There’s a fatherhood group being sponsored by the Public Health Department. “It started out really to just share experiences as a father,” says Fitzgerald. “And it was amazing because the guys in the group were very vulnerable about their own experiences of being a son and what they want things to remain like for their parenting experience and things they want to be different. It became very supportive.”
Many of the fatherhood group’s spouses and partners participate in the Nashua Family Network and the fatherhood group welcomes women to join.
“The fatherhood group has been really interested in support from the Coalition to help them understand what postpartum is and how they can be the most helpful and understanding of what their partner is going through,” Fitzgerald added. “As a result, we have a series of postpartum workshops for families that we stepped up through the Coalition too.”
Defining healing spaces
The Nashua Family Network’s leadership group meets every three weeks and is doing the work of the Foundation’s grant.
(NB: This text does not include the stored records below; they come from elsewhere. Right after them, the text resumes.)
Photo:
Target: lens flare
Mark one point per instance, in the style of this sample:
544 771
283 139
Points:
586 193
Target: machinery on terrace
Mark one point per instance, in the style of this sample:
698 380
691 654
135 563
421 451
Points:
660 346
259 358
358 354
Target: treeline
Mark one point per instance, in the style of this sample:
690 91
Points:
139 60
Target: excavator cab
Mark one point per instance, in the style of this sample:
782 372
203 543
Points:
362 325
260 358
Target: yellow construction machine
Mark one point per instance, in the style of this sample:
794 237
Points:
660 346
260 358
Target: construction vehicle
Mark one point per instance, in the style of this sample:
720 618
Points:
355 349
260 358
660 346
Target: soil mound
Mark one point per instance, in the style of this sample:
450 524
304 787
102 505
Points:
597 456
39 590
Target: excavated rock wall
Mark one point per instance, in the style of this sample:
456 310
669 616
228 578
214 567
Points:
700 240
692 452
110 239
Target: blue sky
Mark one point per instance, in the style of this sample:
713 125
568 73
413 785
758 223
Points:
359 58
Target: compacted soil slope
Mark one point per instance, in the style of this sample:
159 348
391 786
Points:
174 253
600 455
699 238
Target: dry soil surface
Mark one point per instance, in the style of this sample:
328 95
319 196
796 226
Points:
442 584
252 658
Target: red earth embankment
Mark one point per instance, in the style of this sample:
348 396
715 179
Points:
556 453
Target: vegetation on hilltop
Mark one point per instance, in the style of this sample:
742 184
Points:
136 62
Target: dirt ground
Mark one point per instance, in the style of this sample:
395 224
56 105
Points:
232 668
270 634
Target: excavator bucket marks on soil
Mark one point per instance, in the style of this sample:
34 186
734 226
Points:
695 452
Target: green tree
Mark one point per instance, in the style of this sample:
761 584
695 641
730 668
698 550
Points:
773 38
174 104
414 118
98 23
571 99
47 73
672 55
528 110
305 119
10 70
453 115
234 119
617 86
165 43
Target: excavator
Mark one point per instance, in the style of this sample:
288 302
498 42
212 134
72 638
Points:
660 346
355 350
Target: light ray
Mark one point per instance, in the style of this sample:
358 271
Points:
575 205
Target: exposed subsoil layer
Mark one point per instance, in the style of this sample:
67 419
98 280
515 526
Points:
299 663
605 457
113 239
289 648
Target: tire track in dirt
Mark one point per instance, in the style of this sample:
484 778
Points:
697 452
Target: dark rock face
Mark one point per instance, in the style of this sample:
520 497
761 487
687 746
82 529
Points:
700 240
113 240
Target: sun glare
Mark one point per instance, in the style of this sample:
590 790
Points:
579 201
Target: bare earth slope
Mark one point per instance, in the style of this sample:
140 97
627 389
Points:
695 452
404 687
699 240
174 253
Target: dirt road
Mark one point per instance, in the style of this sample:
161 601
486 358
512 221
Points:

Their goal is to define and refine “What constitutes a healing space and what are its elements?”
A healing space is meant to be a safe space that is peer-led and has support from the community and the nonprofit agencies that exist to help families.
The leadership group has been working with other community parent groups to test the healing space definition.
The other local parent groups have the opportunity to weigh in on the definition and hopefully adopt it — which will add sustainability to the model.
These parent leaders have been working with New Hampshire Listens over the last several months to learn facilitation skills so they can help make sure that their gatherings are safe spaces and rules of engagement are respected. Parent leaders share leadership duties in each of their meetings to build that important capability.
“The Nashua model is unique in many ways,” notes Patti Baum. “The community members learn about so many things related to parenting, including organizational resources and many other supports. They have worked hard to reach parents who are interested, especially those who may not initially step forward. The approach is truly a lesson for both the Foundation as well as other community engagement efforts. I look forward to following their work going forward.”
“All in all, it’s been really good and healthy,” Fitzgerald concluded. “The parent groups are kind of building the bike as they’re riding the bike, but they’re getting to a place where they feel really successful and that they are creating the something that is what they were setting out to create.”